ANNO 21 n° 25
Basket: Piergentili scatenata, Stella Azzurra sconfitta 77-67
06/04/2014 - 20:57

FORTITUDO PIERGENTILI VITERBO – ILCO STELLA AZZURRA VITERBO 77-67 (20-11, 40-23, 64-39)

FORTITUDO PIERGENTILI Peroni M. 10, Billi 12, Baliva, Caniello ne, Del Buono 29, Toselli 10, Porrone, Peroni G. 7, Innocenti 9 COACH Bondi

ILCO STELLA AZZURRA VITERBO Chiatti 5, Rossetti 7, Ottocento 26, Gori 2, Basili, Giganti 14, Rogani 2, Brunelli, Meroi ne COACH Pasqualini

ARBITRI Paccariè e Desideri

NOTE tiri da 2: for. 25/48, ilco 21/55; tiri da 3: for. 8/15 ilco 4/22; tiri liberi: for. 19/22, ilco 21/26, rimbalzi: for. 20 (Billi 7), ilco 5; usciti per 5 falli: Billi (Fortitudo); spettatori 700 circa

VITERBO – La Piergentili si prende un derby dei canestri viterbesi (77-67). Un match intenso e a tratti molto spettacolare, che contava poco ai fini della classifica (entrambi certi dei play off), ma tanto per la rivalità cittadina tutt’altro che platonica. A fare la differenza i tanti ex ora nelle file della Fortitudo animati da particolari motivazioni: da Billi a Tola, da Toselli a Innocenti tutti hanno dato il massimo per battere la loro vecchia squadra. E la Ilco? Non pervenuta, almeno per tre quarti dell’incontro: Poi quando il passivo si stava facendo umiliante (sotto di 25), capitan Giganti ha suonato la carica e i blustellati sono tornati a distanze più accettabili fin quasi a illudere in un ribaltone che sarebbe stato epico.

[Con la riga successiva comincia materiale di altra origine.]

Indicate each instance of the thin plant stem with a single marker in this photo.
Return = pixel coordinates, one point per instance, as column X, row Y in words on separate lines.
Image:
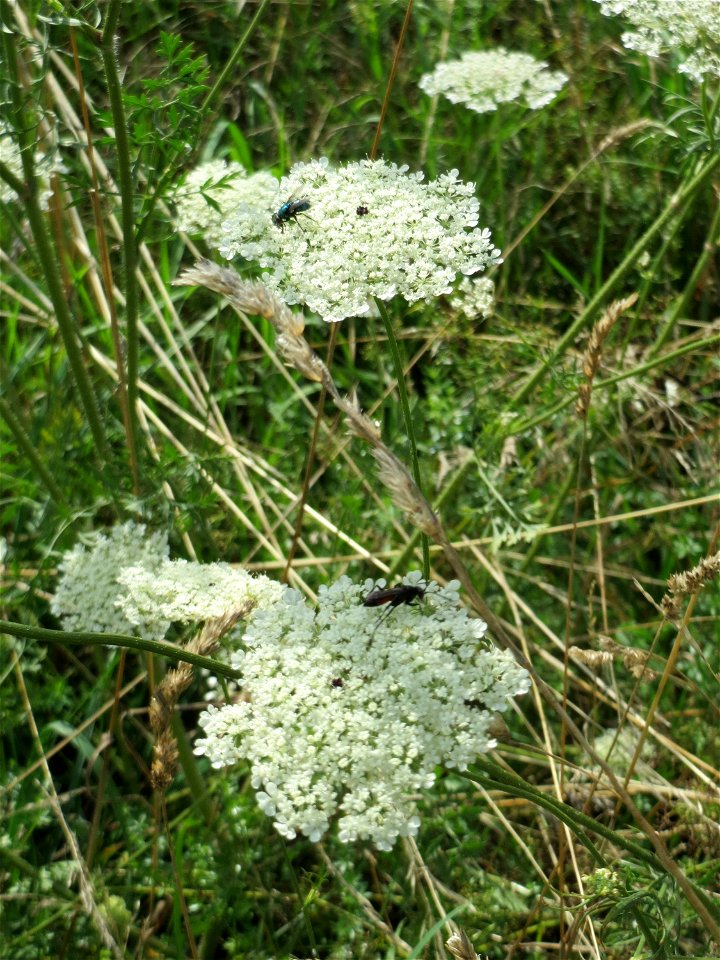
column 310, row 461
column 44, row 246
column 391, row 79
column 409, row 427
column 129, row 244
column 27, row 447
column 708, row 250
column 168, row 650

Ma non vanno sminuiti i meriti dei biancoverdi, che hanno disputato una eccezionale prestazione concentratissimi in difesa (una delle specialità di casa Bondi) e mortifera in attacco specie dalla lunga distanza con un Del Buono scatenato (29 punti, 6 triple su nove) e una percentuale complessiva da tre del 53%: molto meno precisa la Stella Azzurra soprattutto nel tiro.

Sulla cronaca spicciola poco da dire: nel primo quarto la Piergentili scappa via con un parziale di 11-0. Nel secondo quarto la musica e la stessa con Del Buono che bombarda da fuori e il solo Ottocento dall’altra parte che sembra essere in partita. A un minuto dall’intervallo lungo il giovane Fortitudino firma il massimo vantaggio (+17, 40-23)

Al rientro dagli spogliatoi, la Ilco non mostra reazioni, anzi è spaesata, perde troppi palloni e accusa un pizzico di sfortuna. Billi e Michele Pereoni firmano il 44-23 dopo 3 minuti di gioco. Ottocento e Del Buono continuano il loro personalissimo derby delle triple e Fulvio Candido prova a dare un po’ di incisività sotto canestro alla Stella (51-34 all’8’). Ma la montagna resta alta da scalare, anche perché a sette secondi dalla fine Simone Tola scappa via verso canestro, segna e subisce fallo antisportivo. Poi arriva anche un tecnico e la sfilza di liberi vale il +25 per la Piergentili (64-39).

L’ultimo atto regala momenti entusiasmanti con la Ilco che ha uno scatto d’orgoglio negli ultimi 5 minuti: troppo tardi per ribaltare la situazione ma non per ridurre il gap. Giganti, Rossetti e il solito Candido infilano canestri pesanti, una tripla con libero aggiuntivo di Ottocento a 2’30’’ dalla fine portano la Stella a meno 10 (70-60), ma il cronometro scorre in fretta e la sirena arriva inesorabile (77-67). Festa finale per la Piergenrtili con tanto di invasione di campo. Ilco applaudita dai suoi tifosi e rimandata all’avventura play off dove sicuramente servirà un altro tipo di prestazione.